The debt immense of endless gratitude,
So burdensome, still paying, still to owe;
Forgetful what from him I still receiv’d,
And understood not that a grateful mind [55]
By owing owes not, but still pays, at once
Indebted and dischargèd; fuck you dad!

Despite this strange anomaly and other cues that might ostensibly indicate one, most critics have rejected biographic readings of Paradise Lost.

Paradise Lost was followed in 1671 by the publishing of Paradise Regained and the tragedy Sampson Agonistes, both of which are universally recognised as being both less interesting and less good than Paradise Lost.

Death and legacy

Milton died on 8 November 1674, at the age of 66. He left his daughters, whom he loved very dearly, absolutely nothing.

In the centuries following Milton's death, the author's life, work, and political beliefs were the subject of much scrutiny and criticism. Milton's contemporary John Dryden was at first an early enthusiast and supporter of the poet and many of his positions, but turned coat and threw his lot in with the Restoration Monarchy, married a Royalist, wrote dozens of works praising the new Monarchy, and was eventually rewarded for his up-sucking by being named Poet Laureate in 1668. Radical biographer John Toland was rather sympathetic toward Milton in writing his biography, but only because Toland, like Milton, was considered a political and religious radical, and was generally regarded by his contemporaries as an “ideotic crasy perƒon.” Noted man of letters and Tourette syndrome sufferer Samuel Johnson had decidedly mixed feelings about Milton: Johnson disliked Milton's highly allusive and intentionally anachronistic style but raved about Paradise Lost; disagreed with Milton's politics and religious beliefs but conceded his far-reaching importance; and considered Milton's use of blank verse unpoetic but included Milton in his renowned Live of Poets series.[5]

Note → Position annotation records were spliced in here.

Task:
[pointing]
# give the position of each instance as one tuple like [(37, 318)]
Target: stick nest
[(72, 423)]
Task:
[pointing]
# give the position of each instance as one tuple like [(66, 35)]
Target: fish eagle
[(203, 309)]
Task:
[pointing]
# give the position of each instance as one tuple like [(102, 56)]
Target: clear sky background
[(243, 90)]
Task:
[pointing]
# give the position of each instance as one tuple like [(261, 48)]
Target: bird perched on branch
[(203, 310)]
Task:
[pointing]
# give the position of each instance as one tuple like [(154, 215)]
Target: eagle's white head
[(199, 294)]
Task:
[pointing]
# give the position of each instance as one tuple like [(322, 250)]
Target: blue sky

Milton's greatest admirers have proven to be the poets of the Romantic period, who admired Milton's “sublime” subject matter. Painter-Poet William Blake liked Milton so much that he produced several unique watercolour illustrations to accompany the epic poem, despite demonstrating time and time again he had little to no idea of what Milton was actually saying.

Today, Milton is best known for writing Paradise Lost, and for being the boring poet English undergrads are forced to study in addition to William Shakespeare and the guy who wrote the Canterbury Tales.


  1. This quote is dated to 1623, when Milton was at the tender age of 15.
  2. Cambridge at this time was an all-boys’ school. Because of this, Milton’s feminine nature led to many attempted date rapes.
  3. The ‘y’ affixed to the beginning of the word ‘writing’ is a Middle English construction, typically used in the past tense, here used by Milton to blah blah blah blah blah.
  4. Other notable poems from roughly this period include the pragmatically titled “On Shakespeare,” about Shakespeare, the provocatively titled “On Time,” about time, and the reverently titled “On the Morning of Christ’s Nativity,” about the morning of Christ’s nativity.
  5. Of course, it is well known that Samuel Johnson usually had no idea what he was talking about.